Recently, I commented on Chris Pinto’s documentary Tares Among the Wheat where he argues that Codex Sinaiticus is a 19th century forgery. It was an egregiously biased documentary interviewing King James Only individuals and using dated and selective material aimed at a predetermined conclusion.
There is one aspect of his documentary that is the most devastating to his conclusion and his credibility in doing fair research: he depends on 150 year-old research! He claims in the documentary that the leading scholars in the 19th century did not have the paleographical expertise and other similar areas of background to make claims about the authenticity of Codex Sinaiticus. This is not true. But for the sake of the argument let us say it is true. The obvious question in any thinking person’s mind should be: what do scholars today say about the authenticity and nature of Sinaiticus? We have obviously made technological leaps in the past 150 years in dating manuscripts, analyzing handwriting, and other means of dating a document to determine its spurious or authentic nature.
Pinto conveniently and selectively ignores what contemporary scholarship says. Or, if he is ignorant of contemporary research in this question, then why is he producing a documentary in the first place! Investigative documentaries—as Pinto is claiming he is doing—is about using the most update research and science.
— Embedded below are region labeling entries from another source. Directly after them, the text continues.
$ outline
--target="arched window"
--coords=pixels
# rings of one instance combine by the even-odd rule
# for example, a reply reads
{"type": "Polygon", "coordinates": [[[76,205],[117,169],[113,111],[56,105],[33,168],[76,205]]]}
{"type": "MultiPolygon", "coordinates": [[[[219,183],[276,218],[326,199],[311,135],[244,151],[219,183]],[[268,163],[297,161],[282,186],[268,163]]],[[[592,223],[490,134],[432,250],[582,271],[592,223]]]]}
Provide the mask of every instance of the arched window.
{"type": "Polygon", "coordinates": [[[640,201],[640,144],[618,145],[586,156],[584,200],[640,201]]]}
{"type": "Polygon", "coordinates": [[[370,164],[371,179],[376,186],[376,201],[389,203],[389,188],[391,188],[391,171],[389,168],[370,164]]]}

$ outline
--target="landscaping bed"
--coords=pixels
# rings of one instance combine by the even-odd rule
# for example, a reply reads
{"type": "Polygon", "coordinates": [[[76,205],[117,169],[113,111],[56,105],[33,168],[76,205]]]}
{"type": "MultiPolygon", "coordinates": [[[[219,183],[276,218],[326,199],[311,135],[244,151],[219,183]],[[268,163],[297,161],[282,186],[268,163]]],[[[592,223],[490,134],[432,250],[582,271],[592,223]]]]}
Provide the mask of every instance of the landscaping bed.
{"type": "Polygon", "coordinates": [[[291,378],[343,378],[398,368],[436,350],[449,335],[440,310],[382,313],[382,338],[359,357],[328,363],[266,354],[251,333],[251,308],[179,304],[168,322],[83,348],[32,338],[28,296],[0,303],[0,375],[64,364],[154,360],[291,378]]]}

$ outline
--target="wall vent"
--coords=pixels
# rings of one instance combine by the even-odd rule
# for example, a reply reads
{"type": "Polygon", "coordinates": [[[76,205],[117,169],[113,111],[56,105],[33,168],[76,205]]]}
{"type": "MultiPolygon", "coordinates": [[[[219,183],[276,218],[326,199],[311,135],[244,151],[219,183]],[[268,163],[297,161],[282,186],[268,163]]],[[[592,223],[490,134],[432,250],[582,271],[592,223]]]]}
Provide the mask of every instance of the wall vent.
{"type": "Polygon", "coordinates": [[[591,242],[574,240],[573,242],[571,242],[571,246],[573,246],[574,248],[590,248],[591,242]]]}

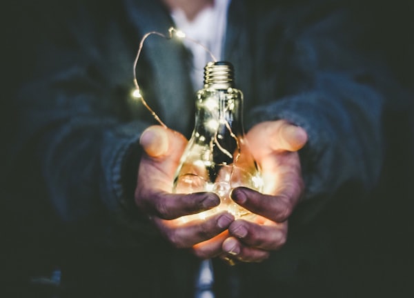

So either Pinto is intentionally ignoring the facts that he is aware of—which would make him deceptive; or he is incompetent as an investigative researcher—looking for selective evidence that will determine his intended conclusion.
If it is the former, I’d like to draw Pinto’s attention to the important recent research on Sinaiticus that will inform him on the authenticity of Sinaiticus, not depending on 150 year-old claims.
Elliott, J.K. Codex Sinaiticus and the Simonides Affair: An Examination of the Nineteenth Century Claim that Codex Sinaiticus was not an Ancient Manuscript, Analekta Vlatadon 33. Thessaloniki: Patriarchal Institute for Patristic Studies, 1982.
Parker, D.C, Codex Sinaiticus: The Story of the Word’s Oldest Bible (Hendrickson Publishers, 2010).
Jongkind, Dirk. “One Codex, Three Scribes, and Many Books: Struggles with Space in Codex Sinaiticus,” New Testament Manuscripts: Their Texts and Their World (ed. Thomas J. Kraus and Tobias Nichlas; TENTS 2; Leiden:Brill, 2006) 121–35.
Jongkind, Dirk. Scribal Habits of Codex Sinaiticus, Texts and Studies: Contributions to Biblical and Patristic L (Gorgias Press LLC 2007)
Milne, H. J. M. and Skeat, T.C. Scribes and Correctors of Codex Sinaiticus. London: 1938.